Atlanta’s transit agency says the results of a second audit into More MARTA sales tax spending are a victory that should green-light the delayed overhaul of MARTA’s largest and busiest transit hub.
The MARTA Oversight Committee on Tuesday released the findings of global accounting firm KPMG’s independent audit of the More MARTA Atlanta Program.
That vetting of half-penny More MARTA sales tax spending—approved by Atlanta voters in 2016—shows that MARTA “operated ethically, transparently, and above board,” reads a MARTA media statement issued today.
It doesn’t show that no More MARTA mistakes were made.
MARTA shortchanged the program’s capital fund and overcharged operating expenses by $865,000, but that’s far less than City of Atlanta’s auditors claimed MARTA shorted the program ($70 million) in a separate audit last summer, which stoked heated tensions between the city and its transit authority.
Back in August, MARTA blasted the city’s auditors for using a “flawed methodology,” and KPMG’s findings show they were correct, especially as it pertains to bus service calculations between 2017 and 2019, according to MARTA.

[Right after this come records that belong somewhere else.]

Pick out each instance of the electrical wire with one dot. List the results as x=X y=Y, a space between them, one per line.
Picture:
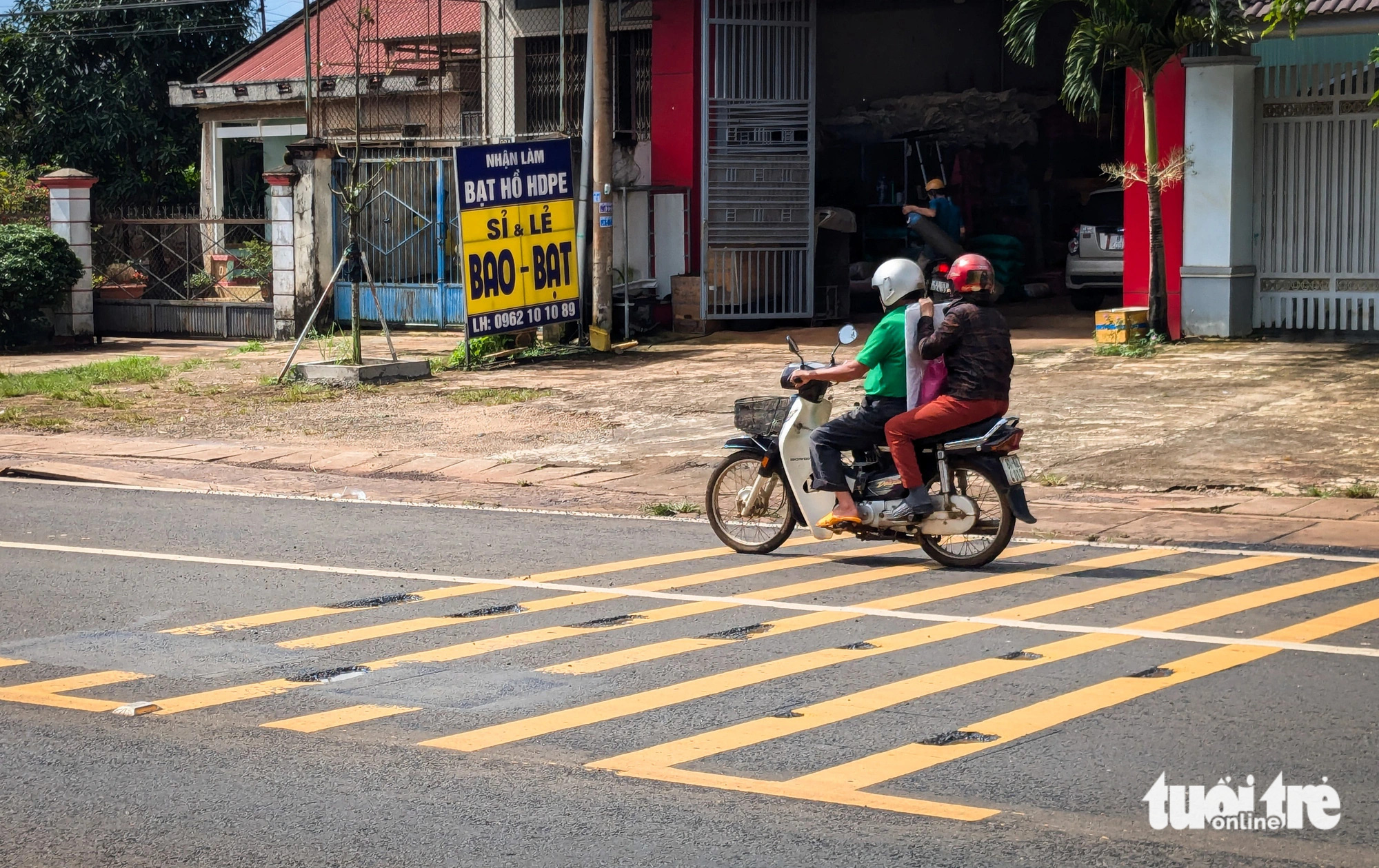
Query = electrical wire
x=143 y=4
x=137 y=32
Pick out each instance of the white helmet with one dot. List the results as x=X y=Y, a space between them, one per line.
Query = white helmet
x=897 y=279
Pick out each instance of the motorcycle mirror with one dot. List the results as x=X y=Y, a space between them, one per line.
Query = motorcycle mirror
x=794 y=346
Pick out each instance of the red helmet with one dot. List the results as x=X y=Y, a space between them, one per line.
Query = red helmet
x=973 y=273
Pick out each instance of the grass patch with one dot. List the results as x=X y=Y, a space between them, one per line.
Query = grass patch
x=54 y=425
x=1136 y=349
x=300 y=393
x=681 y=507
x=493 y=397
x=74 y=383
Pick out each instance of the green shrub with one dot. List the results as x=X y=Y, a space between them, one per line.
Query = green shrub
x=37 y=270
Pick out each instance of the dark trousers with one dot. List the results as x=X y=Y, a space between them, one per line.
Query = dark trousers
x=861 y=427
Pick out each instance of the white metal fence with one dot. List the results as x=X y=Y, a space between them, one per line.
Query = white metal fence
x=758 y=159
x=1318 y=199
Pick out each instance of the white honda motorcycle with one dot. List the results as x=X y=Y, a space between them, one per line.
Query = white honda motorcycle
x=759 y=494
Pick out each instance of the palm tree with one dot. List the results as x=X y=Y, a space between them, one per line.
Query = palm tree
x=1141 y=36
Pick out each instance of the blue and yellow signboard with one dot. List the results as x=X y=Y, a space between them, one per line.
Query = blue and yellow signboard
x=518 y=228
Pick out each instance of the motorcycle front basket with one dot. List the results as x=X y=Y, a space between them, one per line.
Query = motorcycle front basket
x=761 y=416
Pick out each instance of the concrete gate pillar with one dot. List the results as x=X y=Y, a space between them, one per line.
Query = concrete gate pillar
x=314 y=222
x=1218 y=197
x=70 y=218
x=283 y=239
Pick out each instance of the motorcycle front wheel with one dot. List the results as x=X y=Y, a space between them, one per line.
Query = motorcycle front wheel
x=995 y=521
x=763 y=527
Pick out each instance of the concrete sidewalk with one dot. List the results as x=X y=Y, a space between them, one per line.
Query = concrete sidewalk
x=1229 y=518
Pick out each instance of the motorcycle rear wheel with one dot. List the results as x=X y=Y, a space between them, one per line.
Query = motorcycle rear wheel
x=758 y=534
x=995 y=521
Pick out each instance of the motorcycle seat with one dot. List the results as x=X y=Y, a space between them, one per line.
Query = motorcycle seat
x=977 y=429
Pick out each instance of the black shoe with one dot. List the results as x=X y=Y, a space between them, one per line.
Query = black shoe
x=915 y=507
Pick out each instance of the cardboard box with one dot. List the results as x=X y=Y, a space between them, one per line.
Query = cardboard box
x=1122 y=324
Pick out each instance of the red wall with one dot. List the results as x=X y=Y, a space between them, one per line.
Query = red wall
x=675 y=103
x=1169 y=97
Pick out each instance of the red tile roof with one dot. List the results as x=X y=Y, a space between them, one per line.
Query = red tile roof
x=1320 y=7
x=282 y=54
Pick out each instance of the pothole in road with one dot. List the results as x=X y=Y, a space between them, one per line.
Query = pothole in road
x=340 y=673
x=490 y=611
x=370 y=603
x=959 y=736
x=1158 y=672
x=738 y=633
x=613 y=620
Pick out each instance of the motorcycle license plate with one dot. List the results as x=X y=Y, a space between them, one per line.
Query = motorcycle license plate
x=1014 y=472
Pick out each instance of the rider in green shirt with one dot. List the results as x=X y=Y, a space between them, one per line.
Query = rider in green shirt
x=882 y=361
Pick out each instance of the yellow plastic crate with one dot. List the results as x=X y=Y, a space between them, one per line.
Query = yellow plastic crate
x=1122 y=324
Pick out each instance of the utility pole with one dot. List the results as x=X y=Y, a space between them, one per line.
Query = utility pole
x=601 y=334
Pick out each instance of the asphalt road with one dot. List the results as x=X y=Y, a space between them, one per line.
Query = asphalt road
x=657 y=725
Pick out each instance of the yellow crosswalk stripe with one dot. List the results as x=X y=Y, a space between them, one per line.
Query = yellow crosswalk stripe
x=548 y=604
x=657 y=651
x=722 y=683
x=912 y=758
x=339 y=717
x=649 y=761
x=559 y=575
x=52 y=692
x=447 y=654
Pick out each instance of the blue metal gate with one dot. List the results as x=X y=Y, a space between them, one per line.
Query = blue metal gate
x=409 y=229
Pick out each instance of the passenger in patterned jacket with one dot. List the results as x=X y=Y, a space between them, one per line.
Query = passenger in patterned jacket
x=976 y=345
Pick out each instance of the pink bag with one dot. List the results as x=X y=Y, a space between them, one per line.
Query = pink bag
x=934 y=379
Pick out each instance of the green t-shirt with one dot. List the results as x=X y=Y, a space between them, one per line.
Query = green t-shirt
x=885 y=354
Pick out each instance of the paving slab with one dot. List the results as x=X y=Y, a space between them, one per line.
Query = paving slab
x=257 y=455
x=303 y=458
x=1269 y=506
x=1334 y=507
x=470 y=469
x=427 y=463
x=508 y=473
x=1210 y=528
x=1079 y=523
x=1330 y=532
x=341 y=461
x=210 y=454
x=381 y=463
x=599 y=477
x=550 y=474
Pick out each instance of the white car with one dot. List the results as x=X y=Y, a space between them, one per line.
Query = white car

Some Atlanta City Council members in March 2023 had demanded an audit of the More MARTA program for more transparency on spending, claiming taxpayers were being shorted on transit expansions they were paying for. Three months later, the city hired the Mauldin & Jenkins firm, an independent auditor, to perform an operational review of the program—eventually with MARTA’s blessing.
MARTA called the second audit’s results “a clear win for MARTA, our customers, and the future of transit improvement and expansion.”
A refined preview depicting how the opened-up transit hub could look and function. Courtesy of MARTA
MARTA also reaffirmed its stance that the Intergovernmental Agreement between MARTA and the city that governs the More MARTA program should be restructured to establish clear deadlines and decision makers, along with other changes, that would make the process of starting construction on new transit projects less burdensome.
“In that spirit,” reads MARTA’s statement, “we would like to use this opportunity to urge [city officials] to expedite the approval of permits for the Five Points Station Transformation Project so that we can begin deconstruction.”
MARTA has claimed the city intentionally delayed the permitting process for Five Points station’s $230 million overhaul to roadblock progress following last year’s audit; city officials, meanwhile, have blamed delays on flaws in MARTA’s applications to begin work downtown, per the AJC's reporting.
MARTA says the Five Points delays have put the project behind schedule.
“It is critical,” per MARTA, “that we begin work to deliver this transformational project for our riders, our system, and the downtown area.”